Yeah, fair enough imaginary people in my head who are angry about this pick. I hear you. Chance isn't nearly aggressive enough - there's a good chance he could spend his entire verse talking about his grandma over a flute solo. If I didn't pick Blu for the L.A. version because I thought he wasn't right for this kind of track, how could I pick Chance here? All great points, but allow me my rebuttal. First, like every city, I want a mix of veteran and young voices in here, and right now Chance is his city's most prominent young voice. Second, he's a huge wild card. Yes, he could absolutely ruin this song, but there's also the chance he could come up with some astoundingly brilliant shit no one would ever think of. Putting him here is a huge gamble, but I'm a gambler at heart. I'm willing to take the risk.
Lupe Fiasco: Sweet baby Jesus, I honestly didn't expect Chicago to be this hard. No joke, I just spent the last 20 minutes staring at my computer screen before I typed the words "Lupe Fiasco."
Even just a few months ago I don't think I would have been able to place Mr. Fiasco here. I don't want to say he'd falled off, but he'd certainly been stumbling.
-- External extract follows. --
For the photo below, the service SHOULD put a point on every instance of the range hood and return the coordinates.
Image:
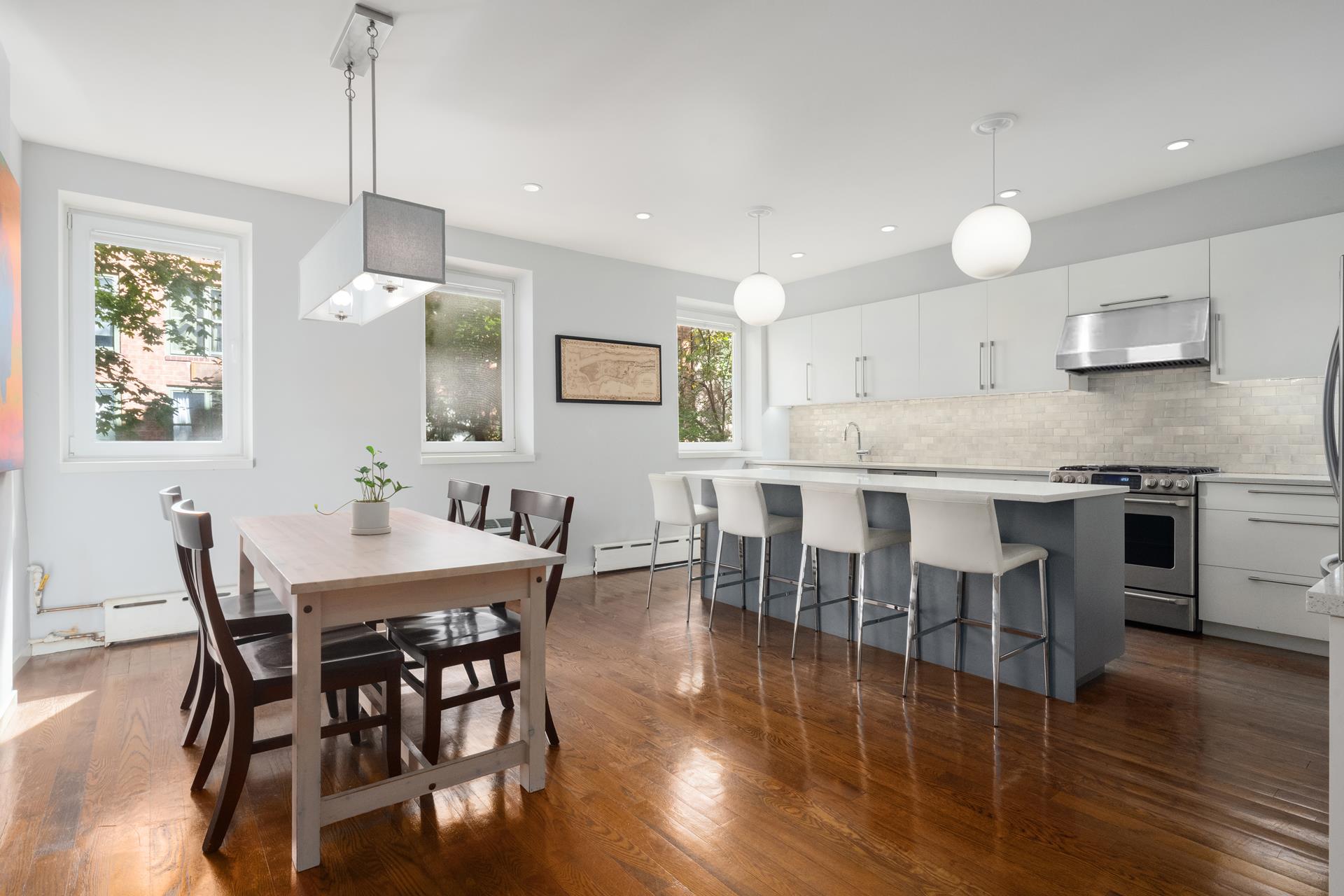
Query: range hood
(1132, 339)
But the man's been on a hell of a streak lately, and when it comes to tackling some of the complexity surrounding violence and poverty - unfortunately two things that have become Chicago's strongest associations - he's not going to shy away. I'm willing to bet that given the stakes (a national rap battle for city supremacy) Lupe would bring his A-game and absolutely destroy this.
Chief Keef: Hello? Is this the FBI? So, tell me about that witness relocation thing you guys do.
I swear I'm not trolling here, and I'm pretty nervous about putting in Keef. DO YOU HAVE ANY IDEA HOW MANY OTHER BETTER EMCEES THERE ARE IN CHICAGO, NATHAN?!?!?! I mean, fucking come on. You're going to leave out vets like Common and Twista? You're going to pretend like Mick Jenkins isn't one of the best young voices to come along in years? And for what? For a kid who might not actually know what a rhyme is? (For some reason I'm doing a lot of talking to myself in the third person today.)
If this was a "best rapper" discussion, Keef might as well not exist. But after a whole lot of thinking, after more marinating than a barbecue contest, I felt like Keef was perfect for the purposes of this track. First, it just didn't seem right to ignore the drill scene. Love it or hate it, in many ways it's the sound of the city in 2014, and Keef is its forerunner. Second, the symbolic value of having Keef AND Chance (the two ends of the new generation spectrum) AND Lupe (who he's had beef with) AND Kanye (again) would elevate this from a song to a historical moment. Put together, like some sort of rap Voltron, these five represent the full range of Chicago's hip-hop past and present.
Alright DJBooth Nation, feel free to grab your pitchforks and burn my (internet) house down, I can take it. But I promise I didn't take this lightly, and looking back on it in a lot of ways I'm really happy with this line-up. Chicago stand up.